Cette compréhension participe à la définition de la relation entre l’Homme et son environnement. Au-delà de la considération philosophique, cela revêt une importance politique car cette modification de paradigme se traduit par des actes, qui ne sont pas obligatoirement conscients.

Puis, à partir du succès et l’Oscar de La marche de l’empereur, j’ai constaté qu’il y avait énormément de demande de la part de scientifiques de toutes disciplines pour participer à des projets de médiation. J’ai donc réfléchi à la manière dont je pouvais transformer cette énergie positive en énergie agissante, en offrant mes services à la science. Cette démarche est à l’origine de la création de Wild-Touch dont l’objectif est de mettre l’image, le cinéma et le savoir-faire de médiation au service de la grande cause qu’est la réconciliation de l’Homme et de la planète sur laquelle il vit. Cela se décline lors de projets comme « Forêt », « The flow of life », « La glace et le ciel » et « Antarctica »…

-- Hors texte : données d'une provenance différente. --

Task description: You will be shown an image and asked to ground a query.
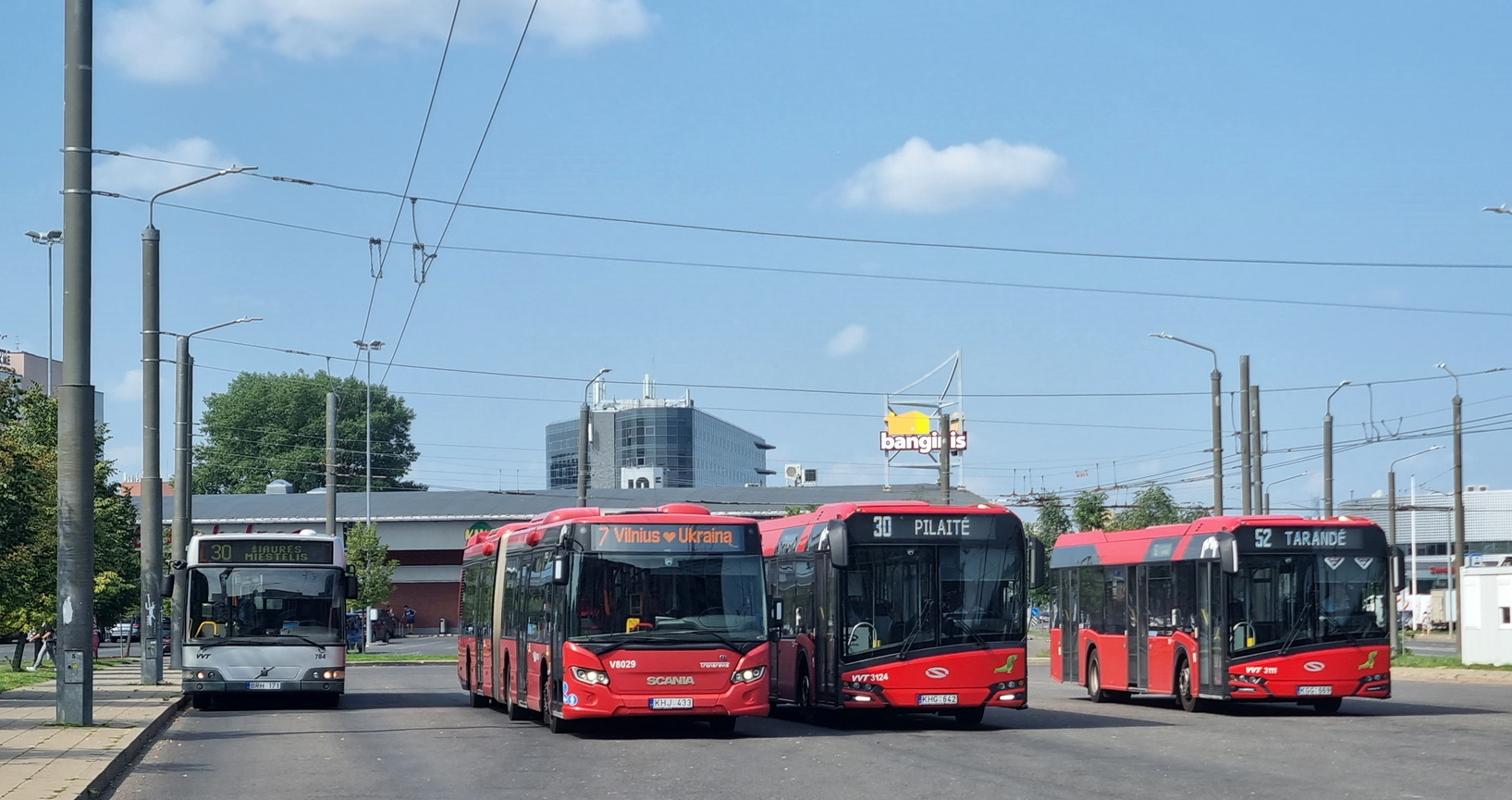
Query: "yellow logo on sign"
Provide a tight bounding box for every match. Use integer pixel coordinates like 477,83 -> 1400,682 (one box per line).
883,412 -> 930,436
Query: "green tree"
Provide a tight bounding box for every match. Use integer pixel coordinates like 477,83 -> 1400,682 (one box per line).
346,522 -> 400,608
193,371 -> 424,495
1108,486 -> 1207,531
1071,488 -> 1108,531
0,376 -> 141,665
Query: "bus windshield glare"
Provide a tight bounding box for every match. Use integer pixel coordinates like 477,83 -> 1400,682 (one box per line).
842,541 -> 1026,659
188,566 -> 346,646
1228,552 -> 1391,653
569,553 -> 767,643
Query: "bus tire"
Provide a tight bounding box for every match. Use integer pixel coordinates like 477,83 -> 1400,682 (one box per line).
1088,650 -> 1112,703
955,707 -> 988,728
1176,653 -> 1203,714
1309,697 -> 1345,715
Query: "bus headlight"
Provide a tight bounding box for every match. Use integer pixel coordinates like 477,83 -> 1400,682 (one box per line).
572,667 -> 609,685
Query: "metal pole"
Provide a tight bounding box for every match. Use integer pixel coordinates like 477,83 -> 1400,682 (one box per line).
1238,355 -> 1255,514
1450,389 -> 1465,658
56,0 -> 95,724
1212,365 -> 1223,517
326,392 -> 336,536
1386,471 -> 1402,655
169,336 -> 193,670
139,224 -> 164,685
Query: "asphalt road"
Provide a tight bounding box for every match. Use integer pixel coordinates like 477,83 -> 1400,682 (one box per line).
109,664 -> 1512,800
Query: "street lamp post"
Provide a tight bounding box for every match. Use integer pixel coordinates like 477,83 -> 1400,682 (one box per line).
1386,445 -> 1444,655
1436,362 -> 1465,658
26,228 -> 64,398
139,166 -> 257,685
168,316 -> 263,670
578,367 -> 614,508
1323,381 -> 1350,519
1150,333 -> 1223,517
1261,472 -> 1312,514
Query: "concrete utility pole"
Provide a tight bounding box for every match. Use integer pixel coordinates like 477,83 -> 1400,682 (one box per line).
1323,381 -> 1348,517
26,228 -> 64,398
1150,333 -> 1223,517
169,316 -> 263,670
1391,441 -> 1444,655
1438,362 -> 1465,658
1238,355 -> 1255,514
55,0 -> 95,724
578,367 -> 608,508
141,166 -> 257,685
326,392 -> 336,536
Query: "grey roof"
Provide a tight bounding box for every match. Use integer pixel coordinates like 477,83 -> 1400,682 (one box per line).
164,484 -> 988,524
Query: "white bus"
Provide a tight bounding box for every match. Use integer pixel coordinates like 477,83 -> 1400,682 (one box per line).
176,531 -> 357,709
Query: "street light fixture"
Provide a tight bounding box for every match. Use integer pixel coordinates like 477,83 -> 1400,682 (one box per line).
167,316 -> 263,670
1323,381 -> 1350,519
139,166 -> 257,685
1386,445 -> 1444,655
578,367 -> 614,508
1150,333 -> 1222,517
26,228 -> 64,398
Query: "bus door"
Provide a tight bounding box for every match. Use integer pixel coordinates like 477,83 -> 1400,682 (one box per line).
1054,569 -> 1081,683
1128,566 -> 1149,688
1198,561 -> 1228,697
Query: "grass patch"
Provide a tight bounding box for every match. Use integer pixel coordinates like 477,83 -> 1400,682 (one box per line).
346,653 -> 457,661
1391,650 -> 1512,671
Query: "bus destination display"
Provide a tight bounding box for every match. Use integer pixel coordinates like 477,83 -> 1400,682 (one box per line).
591,523 -> 745,553
200,538 -> 336,564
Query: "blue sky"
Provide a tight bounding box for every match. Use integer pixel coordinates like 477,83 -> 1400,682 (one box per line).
0,0 -> 1512,517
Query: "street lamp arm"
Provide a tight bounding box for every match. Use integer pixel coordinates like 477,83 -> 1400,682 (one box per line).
147,165 -> 257,227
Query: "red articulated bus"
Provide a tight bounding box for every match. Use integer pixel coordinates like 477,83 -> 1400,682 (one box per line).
760,500 -> 1045,726
457,504 -> 771,733
1051,516 -> 1407,714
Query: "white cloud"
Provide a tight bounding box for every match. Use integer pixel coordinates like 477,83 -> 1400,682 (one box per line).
841,136 -> 1066,212
102,0 -> 652,83
827,326 -> 867,359
93,136 -> 236,193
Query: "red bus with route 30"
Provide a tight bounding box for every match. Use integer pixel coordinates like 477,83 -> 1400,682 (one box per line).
760,500 -> 1045,726
1051,516 -> 1407,714
457,504 -> 771,733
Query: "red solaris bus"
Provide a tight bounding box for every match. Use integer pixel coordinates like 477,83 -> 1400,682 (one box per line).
760,500 -> 1045,726
457,504 -> 771,733
1051,516 -> 1407,714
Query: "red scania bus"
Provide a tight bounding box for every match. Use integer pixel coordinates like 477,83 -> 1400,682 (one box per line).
760,500 -> 1045,726
457,504 -> 771,733
1051,516 -> 1407,714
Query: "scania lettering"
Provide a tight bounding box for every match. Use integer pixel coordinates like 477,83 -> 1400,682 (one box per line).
760,500 -> 1045,726
457,504 -> 771,733
1051,516 -> 1407,714
174,531 -> 357,709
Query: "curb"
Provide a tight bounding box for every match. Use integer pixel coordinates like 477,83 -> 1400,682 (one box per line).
79,695 -> 189,800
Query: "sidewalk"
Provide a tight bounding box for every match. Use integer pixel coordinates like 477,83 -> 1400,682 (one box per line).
0,664 -> 183,800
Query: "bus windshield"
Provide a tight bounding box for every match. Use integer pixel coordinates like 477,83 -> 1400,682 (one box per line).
188,566 -> 346,646
569,553 -> 767,643
842,543 -> 1026,659
1228,552 -> 1390,655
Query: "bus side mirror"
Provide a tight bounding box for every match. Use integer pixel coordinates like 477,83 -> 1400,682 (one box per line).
1028,536 -> 1045,588
1391,548 -> 1408,591
824,519 -> 850,569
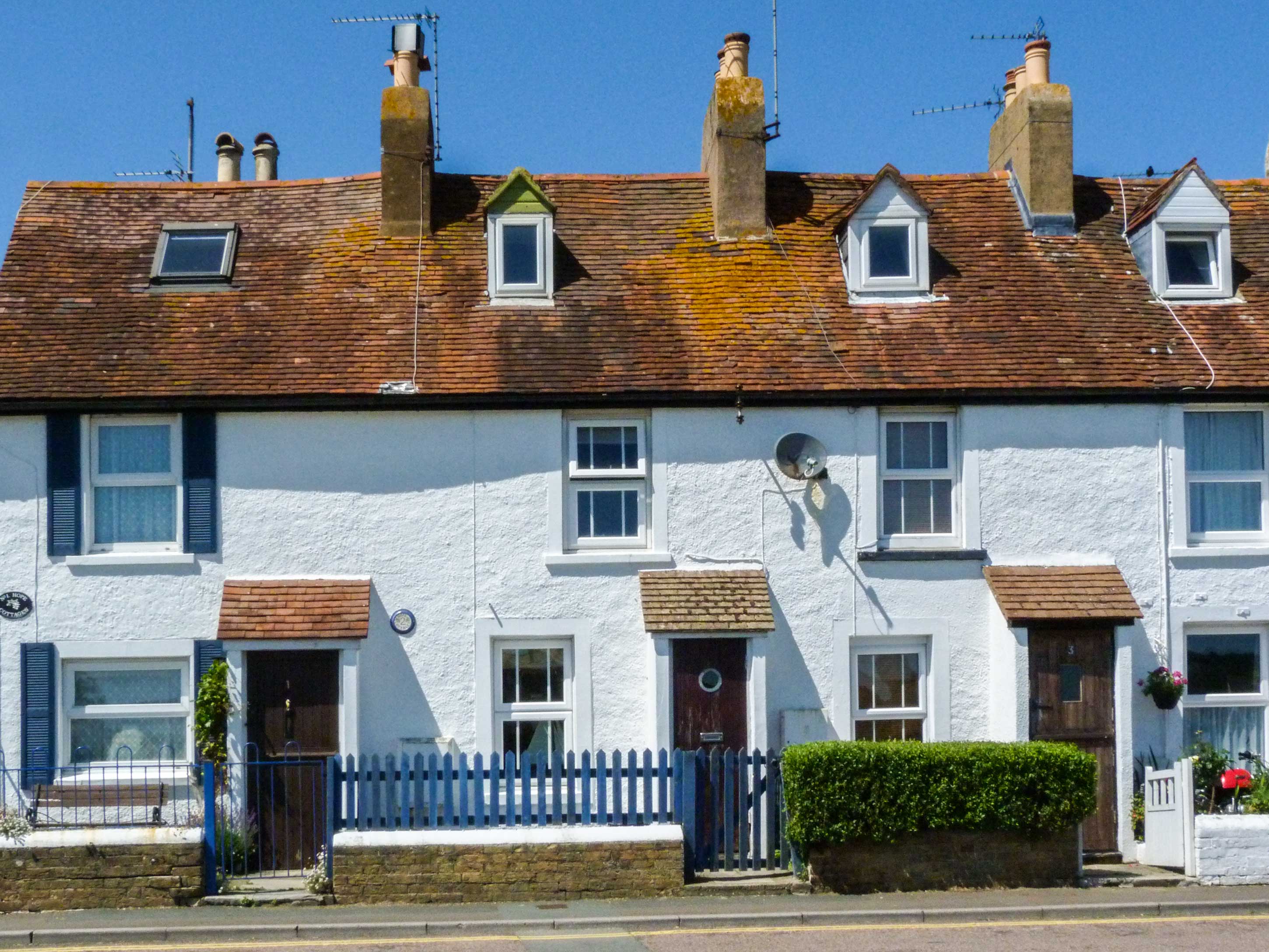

Vos films sont d’une grande qualité esthétique, mais ils ont également comme colonne vertébrale une description de l’environnement rigoureuse. Comment articulez-vous ces deux approches ?

La science est la base de mes films, c’est ma matière première. J’y trouve des histoires, des angles, des points de vue parfois. Avec elle, je décuple le potentiel d’émerveillement. En produisant des images de très haute qualité, nous touchons une corde sensible du spectateur, mais c’est à chaque fois pour servir la science. La combinaison des deux approches scientifique et sensible permet de démultiplier l’émerveillement que chacune de ces approches génèrent ! Les publics sont alors touchés profondément dans leur rapport au monde. L’émotion qu’ils ressentent les invite à changer le regard qu’ils portent sur leur environnement, qu’il soit immédiat ou lointain. Plus je décris le réel, plus il paraît fantastique.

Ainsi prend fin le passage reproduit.